La polvere dell’11 settembre

Nell’incubo di quel giorno, fu un elemento in particolare a lasciare del tutto sgomenti i soccorritori: due grattacieli di centodieci piani sembravano essere spariti nel nulla. Là dove prima c’era il World Trade Center, adesso c’era solo un gigantesco cumulo di polvere.

Era uno spettacolo frastornante, a cui i soccorritori non erano minimamente preparati. “Devi intervenire su un edificio alto centodieci piani, e di colpo non c’è più niente”, dichiarò uno di loro nel documentario 9/11. “Non trovi scrivanie, non trovi sedie, non trovi computer. Il pezzo più grande che sono riuscito a trovare era un frammento di telefono, ed era un tastierino grosso così. Un intero grattacielo si era trasformato in polvere”. Era disorientante. “Come si fa a trovare qualcuno, in mezzo a questa roba?”. Accantonata rapidamente la speranza di trovare superstiti tra le macerie, sembrava utopia persino la possibilità di recuperare i cadaveri.

Era qualcosa che lasciava sgomenti. Ne parlarono, nei giorni immediatamente successivi all’11 settembre, non solamente i soccorritori disorientati, ma anche i newyorkesi che non riuscivano a capacitarsi di cosa fosse accaduto alla loro città.

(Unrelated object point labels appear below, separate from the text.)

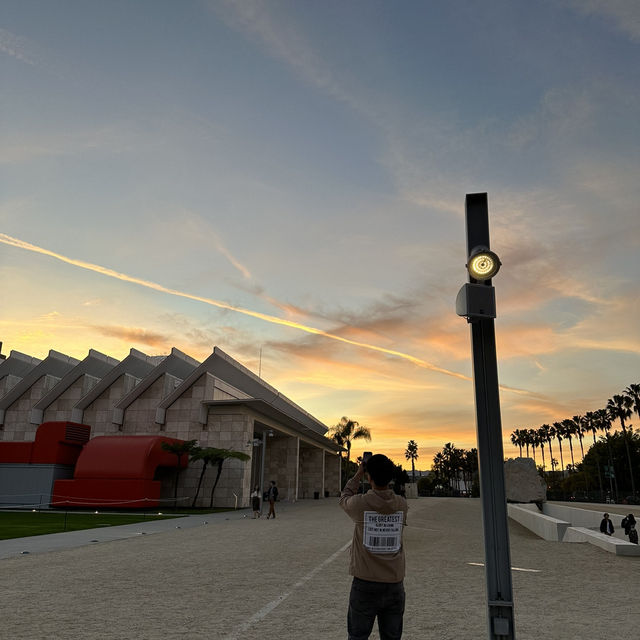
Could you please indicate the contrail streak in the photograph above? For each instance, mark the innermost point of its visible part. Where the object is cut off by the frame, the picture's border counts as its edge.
(20, 244)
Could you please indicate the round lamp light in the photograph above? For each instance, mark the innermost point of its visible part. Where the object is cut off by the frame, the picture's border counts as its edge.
(483, 264)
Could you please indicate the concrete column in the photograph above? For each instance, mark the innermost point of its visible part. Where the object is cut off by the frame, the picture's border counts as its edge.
(311, 471)
(332, 470)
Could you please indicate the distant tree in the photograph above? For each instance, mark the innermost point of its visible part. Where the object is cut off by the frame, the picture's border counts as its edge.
(346, 431)
(218, 456)
(179, 449)
(619, 406)
(517, 440)
(558, 430)
(633, 392)
(207, 456)
(412, 454)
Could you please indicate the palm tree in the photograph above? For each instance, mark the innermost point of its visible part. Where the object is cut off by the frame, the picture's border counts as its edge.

Certo, razionalmente c’erano dei punti fermi: s’era stati vittima di un attacco terroristico che fino a quel momento nessuno avrebbe ritenuto possibile, ovviamente; s’era dovuto assistere inermi al crollo di due edifici e alla morte tragica di tutti coloro che ci si trovavano dentro. Ma la cosa veramente straniante, quella di cui molti newyorkesi dichiararono di non riuscire a capacitarsi in termini razionali, era proprio quella polvere. Quella polvere dappertutto. Come se due grattacieli si fossero tutto d’un colpo dissolti; come se la materia stessa si fosse annientata in un fenomeno che, a molti newyorkesi, parve veramente ai limiti della fisica. Non s’era mai visto nulla di simile.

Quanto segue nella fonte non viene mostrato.